But it would be incredibly unfair to dismiss BoC as a ‘fashionably-cool’ band and nothing more. On the contrary, the duo of Michael Sandison and Marcus Eoin, who record from a secret location in Scotland’s Pentland Hills, have been making music since the early Eighties, and their unique sound – sometimes epic, sometimes eerie, often both – possesses a grandiose, nostalgic quality which remains untarnished after many a listen.

BoC’s originality lies in making electronic music that is still somehow warm and organic. This feat is perhaps explained by the fact that it’s not ‘all about the synths’, so to speak. In a rare interview, Sandison once claimed that they did use instruments – pianos, flutes, guitars etc – but then “mangled them beyond all recognition”. So the fact that you can hear guitars (and they’re quite clearly guitars) on the band’s long-awaited new LP The Campfire Headphase will come as quite a shock to fans. The album begins in familiar territory, with the briefest wave of pure melancholia that is ‘Into the Rainbow Vein’, before breaking, rather outrageously, into the bold, trebly guitars of ‘Chromakey Dreamcoat’. Strangely enough, this new dimension to the sound complements the lush harmonies and programmed beats rather well, and the sense of novelty soon melts away in the dreamy mood of the music.

However, the one unavoidable downside of BoC’s instrumental overhaul is that the guitar-driven songs are that bit more accessible, that bit more blatant, and that bit less challenging.

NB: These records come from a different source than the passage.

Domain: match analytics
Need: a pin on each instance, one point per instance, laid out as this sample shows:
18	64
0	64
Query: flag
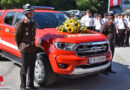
1	78
115	3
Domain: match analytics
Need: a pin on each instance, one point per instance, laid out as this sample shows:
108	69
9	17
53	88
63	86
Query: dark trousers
97	30
90	28
121	37
127	38
28	63
112	47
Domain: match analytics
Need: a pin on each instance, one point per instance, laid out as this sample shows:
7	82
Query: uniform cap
27	8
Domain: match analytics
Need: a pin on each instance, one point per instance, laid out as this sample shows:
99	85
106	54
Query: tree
96	6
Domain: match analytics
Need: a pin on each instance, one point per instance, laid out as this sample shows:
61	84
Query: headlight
65	46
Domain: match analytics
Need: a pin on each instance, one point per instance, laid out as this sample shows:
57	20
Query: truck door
7	40
1	31
19	16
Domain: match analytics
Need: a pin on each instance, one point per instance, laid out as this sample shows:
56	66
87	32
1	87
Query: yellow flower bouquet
72	26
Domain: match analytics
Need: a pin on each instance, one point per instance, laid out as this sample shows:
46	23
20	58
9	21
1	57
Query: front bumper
74	61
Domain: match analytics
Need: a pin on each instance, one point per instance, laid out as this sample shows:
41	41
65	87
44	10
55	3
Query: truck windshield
48	20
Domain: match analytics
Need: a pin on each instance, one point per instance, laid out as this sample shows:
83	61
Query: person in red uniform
25	40
108	29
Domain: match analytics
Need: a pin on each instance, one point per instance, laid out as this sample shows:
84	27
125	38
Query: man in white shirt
88	20
121	29
98	23
105	18
127	18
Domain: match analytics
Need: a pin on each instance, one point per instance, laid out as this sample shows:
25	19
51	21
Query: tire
43	73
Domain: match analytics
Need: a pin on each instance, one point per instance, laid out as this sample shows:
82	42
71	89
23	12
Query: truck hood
52	34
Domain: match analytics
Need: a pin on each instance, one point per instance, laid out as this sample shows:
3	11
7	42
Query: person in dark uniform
108	29
121	30
25	40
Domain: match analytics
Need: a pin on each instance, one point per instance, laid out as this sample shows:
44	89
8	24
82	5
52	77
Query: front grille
91	49
92	65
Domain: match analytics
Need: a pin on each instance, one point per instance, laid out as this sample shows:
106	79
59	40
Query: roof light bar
43	7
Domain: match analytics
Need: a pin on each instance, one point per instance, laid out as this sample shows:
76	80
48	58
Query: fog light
62	65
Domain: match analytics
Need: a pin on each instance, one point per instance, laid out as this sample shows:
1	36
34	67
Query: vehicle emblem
26	33
95	49
6	30
26	29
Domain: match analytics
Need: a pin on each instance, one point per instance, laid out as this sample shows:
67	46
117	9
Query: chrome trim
91	43
80	71
95	43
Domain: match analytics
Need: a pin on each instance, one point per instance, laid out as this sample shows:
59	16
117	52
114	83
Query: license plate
93	60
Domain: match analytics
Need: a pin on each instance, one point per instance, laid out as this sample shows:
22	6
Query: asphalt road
118	81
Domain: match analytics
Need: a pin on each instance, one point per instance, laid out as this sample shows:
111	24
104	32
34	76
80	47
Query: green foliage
98	6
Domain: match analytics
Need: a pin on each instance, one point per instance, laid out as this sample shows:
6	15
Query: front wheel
43	73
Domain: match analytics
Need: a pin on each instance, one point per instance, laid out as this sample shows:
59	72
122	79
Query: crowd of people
121	22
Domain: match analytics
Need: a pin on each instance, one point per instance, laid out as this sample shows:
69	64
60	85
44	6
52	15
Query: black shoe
105	73
23	88
112	71
32	87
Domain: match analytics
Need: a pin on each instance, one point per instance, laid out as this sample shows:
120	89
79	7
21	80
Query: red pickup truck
59	54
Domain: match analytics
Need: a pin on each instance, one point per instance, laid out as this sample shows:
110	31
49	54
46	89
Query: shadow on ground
118	81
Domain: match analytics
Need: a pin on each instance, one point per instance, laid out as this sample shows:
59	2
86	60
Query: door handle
1	28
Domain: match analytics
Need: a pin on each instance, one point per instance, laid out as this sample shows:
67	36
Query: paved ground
118	81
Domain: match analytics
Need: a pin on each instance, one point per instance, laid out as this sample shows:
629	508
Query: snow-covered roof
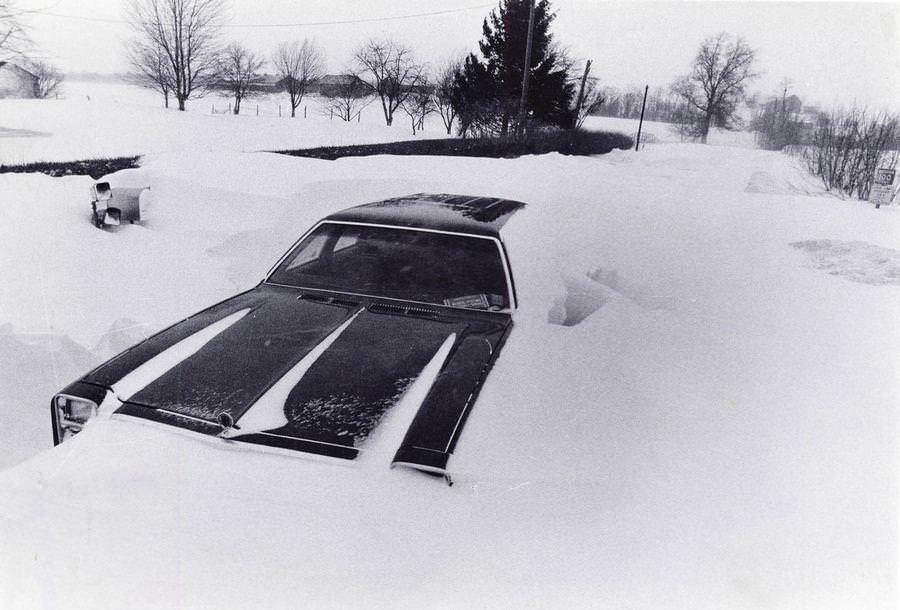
477	215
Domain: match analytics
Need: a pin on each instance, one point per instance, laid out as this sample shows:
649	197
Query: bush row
95	168
580	142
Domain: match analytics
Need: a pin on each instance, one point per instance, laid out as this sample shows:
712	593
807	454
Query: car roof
475	215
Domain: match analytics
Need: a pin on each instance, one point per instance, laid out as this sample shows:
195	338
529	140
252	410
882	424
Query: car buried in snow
311	360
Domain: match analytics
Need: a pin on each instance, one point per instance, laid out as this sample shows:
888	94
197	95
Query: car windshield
409	264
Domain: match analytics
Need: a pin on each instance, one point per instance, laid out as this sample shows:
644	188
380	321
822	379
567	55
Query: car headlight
71	413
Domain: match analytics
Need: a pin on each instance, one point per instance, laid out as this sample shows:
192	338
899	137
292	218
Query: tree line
176	49
16	46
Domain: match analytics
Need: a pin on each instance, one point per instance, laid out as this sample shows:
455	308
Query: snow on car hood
311	371
137	514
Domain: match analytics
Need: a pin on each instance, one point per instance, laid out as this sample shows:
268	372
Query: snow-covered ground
110	120
704	367
655	133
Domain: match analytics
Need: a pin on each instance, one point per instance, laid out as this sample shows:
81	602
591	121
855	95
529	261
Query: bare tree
722	68
442	94
185	32
392	72
299	66
347	99
777	123
14	40
237	70
419	104
48	77
150	68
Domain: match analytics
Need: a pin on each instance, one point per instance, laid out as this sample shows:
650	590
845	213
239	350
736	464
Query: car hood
133	514
312	371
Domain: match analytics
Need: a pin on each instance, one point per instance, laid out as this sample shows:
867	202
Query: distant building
16	81
264	83
339	84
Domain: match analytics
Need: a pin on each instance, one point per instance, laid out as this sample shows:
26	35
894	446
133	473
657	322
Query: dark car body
334	360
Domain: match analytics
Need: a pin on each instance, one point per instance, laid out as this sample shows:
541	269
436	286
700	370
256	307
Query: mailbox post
113	206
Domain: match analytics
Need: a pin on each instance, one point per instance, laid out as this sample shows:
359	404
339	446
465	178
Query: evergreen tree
487	90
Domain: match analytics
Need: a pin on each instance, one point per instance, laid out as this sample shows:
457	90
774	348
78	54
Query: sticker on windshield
471	301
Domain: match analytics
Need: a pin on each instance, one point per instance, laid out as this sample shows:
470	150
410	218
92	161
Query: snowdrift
701	414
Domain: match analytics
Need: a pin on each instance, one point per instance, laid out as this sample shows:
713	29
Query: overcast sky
832	52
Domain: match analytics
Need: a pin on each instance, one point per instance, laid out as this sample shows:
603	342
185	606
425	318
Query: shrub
95	168
579	142
847	146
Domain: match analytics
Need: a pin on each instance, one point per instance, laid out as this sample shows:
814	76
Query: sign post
883	187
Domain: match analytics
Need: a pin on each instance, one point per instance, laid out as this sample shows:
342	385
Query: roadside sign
882	187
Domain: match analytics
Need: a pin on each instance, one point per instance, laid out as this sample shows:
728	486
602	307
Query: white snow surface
688	413
113	120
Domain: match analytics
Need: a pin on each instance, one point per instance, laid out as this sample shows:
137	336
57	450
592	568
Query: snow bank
708	423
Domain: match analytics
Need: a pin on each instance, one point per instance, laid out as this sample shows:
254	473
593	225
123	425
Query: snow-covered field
716	428
110	120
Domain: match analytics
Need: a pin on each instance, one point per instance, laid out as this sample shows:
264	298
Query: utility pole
587	69
523	103
637	143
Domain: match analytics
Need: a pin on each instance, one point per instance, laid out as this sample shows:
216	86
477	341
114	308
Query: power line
289	25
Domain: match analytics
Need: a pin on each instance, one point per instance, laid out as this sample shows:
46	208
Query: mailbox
114	206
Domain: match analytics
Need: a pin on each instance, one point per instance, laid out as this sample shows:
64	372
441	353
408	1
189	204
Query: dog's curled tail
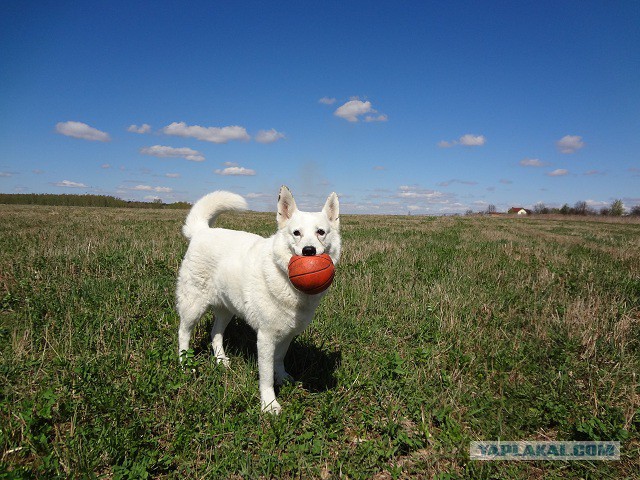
205	211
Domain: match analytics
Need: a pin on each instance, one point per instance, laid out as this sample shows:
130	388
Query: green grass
436	332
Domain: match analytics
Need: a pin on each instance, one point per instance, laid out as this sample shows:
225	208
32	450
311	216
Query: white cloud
69	184
269	136
207	134
171	152
532	162
149	188
355	108
558	172
144	128
469	140
236	171
376	118
455	180
409	191
570	144
81	130
466	140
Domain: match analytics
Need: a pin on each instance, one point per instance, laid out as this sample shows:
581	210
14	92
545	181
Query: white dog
245	275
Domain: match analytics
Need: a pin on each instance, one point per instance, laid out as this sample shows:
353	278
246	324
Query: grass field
436	332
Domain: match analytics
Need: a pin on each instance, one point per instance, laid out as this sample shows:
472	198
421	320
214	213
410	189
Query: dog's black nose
309	251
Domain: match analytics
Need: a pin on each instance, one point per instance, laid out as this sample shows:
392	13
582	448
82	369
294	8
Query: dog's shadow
314	367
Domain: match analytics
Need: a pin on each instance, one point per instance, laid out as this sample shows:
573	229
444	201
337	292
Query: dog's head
307	233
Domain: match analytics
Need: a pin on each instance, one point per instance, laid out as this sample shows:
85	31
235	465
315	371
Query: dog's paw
282	378
224	360
273	407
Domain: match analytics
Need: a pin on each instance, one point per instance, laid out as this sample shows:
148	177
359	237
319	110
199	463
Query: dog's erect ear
286	206
332	209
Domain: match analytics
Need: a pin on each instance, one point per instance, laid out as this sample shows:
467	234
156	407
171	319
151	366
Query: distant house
519	211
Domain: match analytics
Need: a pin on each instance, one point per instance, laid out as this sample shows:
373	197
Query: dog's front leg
266	355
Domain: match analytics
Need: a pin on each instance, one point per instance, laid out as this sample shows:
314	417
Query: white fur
245	275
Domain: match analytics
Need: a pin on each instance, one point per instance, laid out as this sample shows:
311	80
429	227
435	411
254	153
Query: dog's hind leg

A stand-out track is ‘Davyan Cowboy’, a slow-burner that rises to a climactic cacophony of thrilling beats, stately guitar-strumming and rousing strings. The problem with such uninhibited, in-your-face grandeur is that it’s easy to imagine the song playing in the background as some pinstriped young ad exec eagerly nods along at the pitch of his new big-budget commercial for Honda or Audi. Still, the over-catchiness of a hook is hardly the worst criticism you can level at a song.

The Campfire Headphase is more a sonic ‘detour’ than an entirely ‘new direction’ for the band. True, the guitars have an adverse, simplifying effect in some places, but other tracks are classic BoC, at their mind-bendingly expressive best. They reach a summit of experimental virtuosity in the quirkily named ‘Oscar See Through the Red Eye’, a darkly evocative whirlpool of trippy beeps and fx, undercut by foreboding harmonies which will send a shiver down your spine at its inception.

Unfortunately, such moments of drama are too thinly-spread in this weighty, hour-long affair. It seems that, in order to balance out the mainstream-connotations of the guitars, Sandison and Eoin have interspersed the good stuff (which is, happily, the majority) with dull fillers of quiet ambience. (The last two tracks fade out over such a long time that you actually forget the album’s still playing.)

Perhaps The Campfire Headphase could have been a great album; perhaps BoC’s greatest yet, if only the duo had exercised some ruthlessness in the mixing process. As it is, the third album from BoC is a rather bi-polar creature. Some tracks soar effortlessly, some brood menacingly, but others just meander lifelessly. Nevertheless, such complex fare will undoubtedly please fans, widen their appeal and enrapture critics. Their talent is branching out in interesting ways: perhaps the next release will be something truly special.